ENCRYPTED_PATTERN="$ANSIBLE_VAULT"
decrypt_if_needed() {
local file=$1
if git show :"$file" | grep --quiet "^${ENCRYPTED_PATTERN}"; then
echo "Located a committed file that should be decrypted:
> ${file}
"
decrypt $file
fi
}
decrypt() {
local file=$1
echo "$file";
password_type=--ask-vault-password
if [ -f "$HOME/.vault_password" ]
then
password_type="--vault-password-file $HOME/.vault_password"
fi
ansible-vault decrypt $password_type $file
}
echo "Running post-commit checks..."
files=$(ls -a | grep "${FILE_PATTERN}")
for file in $files; do
echo $file
decrypt_if_needed $file
done
Now, when .bashrc
is unencrypted, this is what happens on
commit:
$ git add --all && git commit -m "first"
Running pre-commit checks...
Located a staged file that should be encrypted:
> .bashrc
.bashrc
Encryption successful
Running post-commit checks...
.bashrc
Located a committed file that should be decrypted:
> .bashrc
.bashrc
Decryption successful
[trunk 0798892] first
$ git status
On branch trunk
Changes not staged for commit:
(use "git add <file>..." to update what will be committed)
(use "git restore <file>..." to discard changes in working directory)
modified: .bashrc
no changes added to commit (use "git add" and/or "git commit -a")
$ cat .bashrc
export OPENAI_KEY="sk-hithisisntreallymykey0Kivelearnedmylesson"
The secret file is unencrypted and there's an unstaged change to it. This is as expected, since the post-commit hook decrypted it. Not a 100% perfect solution since I'll constantly have unstaged changes showing for my secret files, but I'm willing to live with it.
One flaw I can't live with is that if I check out a different branch or commit of this repo, the secrets-containing files will be encrypted. This will also happen when pulling from a remote repo.

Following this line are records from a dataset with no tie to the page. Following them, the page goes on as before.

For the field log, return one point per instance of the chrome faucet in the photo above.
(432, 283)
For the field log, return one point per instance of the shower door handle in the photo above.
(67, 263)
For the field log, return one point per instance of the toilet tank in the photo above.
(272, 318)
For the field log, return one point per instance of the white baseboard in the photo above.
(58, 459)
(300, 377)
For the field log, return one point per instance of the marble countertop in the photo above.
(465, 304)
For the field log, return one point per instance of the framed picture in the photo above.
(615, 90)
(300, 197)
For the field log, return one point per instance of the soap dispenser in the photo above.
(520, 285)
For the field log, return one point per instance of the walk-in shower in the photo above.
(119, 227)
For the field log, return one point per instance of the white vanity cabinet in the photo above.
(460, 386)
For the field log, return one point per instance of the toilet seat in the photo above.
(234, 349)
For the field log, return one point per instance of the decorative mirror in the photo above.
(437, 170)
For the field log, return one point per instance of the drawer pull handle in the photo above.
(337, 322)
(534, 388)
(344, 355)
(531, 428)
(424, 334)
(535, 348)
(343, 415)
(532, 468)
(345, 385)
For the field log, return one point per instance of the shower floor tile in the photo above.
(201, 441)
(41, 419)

I'm pretty sure the quick solution for this is:
$ cp ~/.githooks/post-commit ~/.githooks/post-checkout
$ cp ~/.githooks/post-commit ~/.githooks/post-merge
It works perfectly for checkout, but I haven't tested it for pull/merge yet.
I think this will suffice for automatically encrypting secrets on
commit. The biggest point of failure is FILE_PATTERN
, which
I'll have to be mindful of and modify as needed.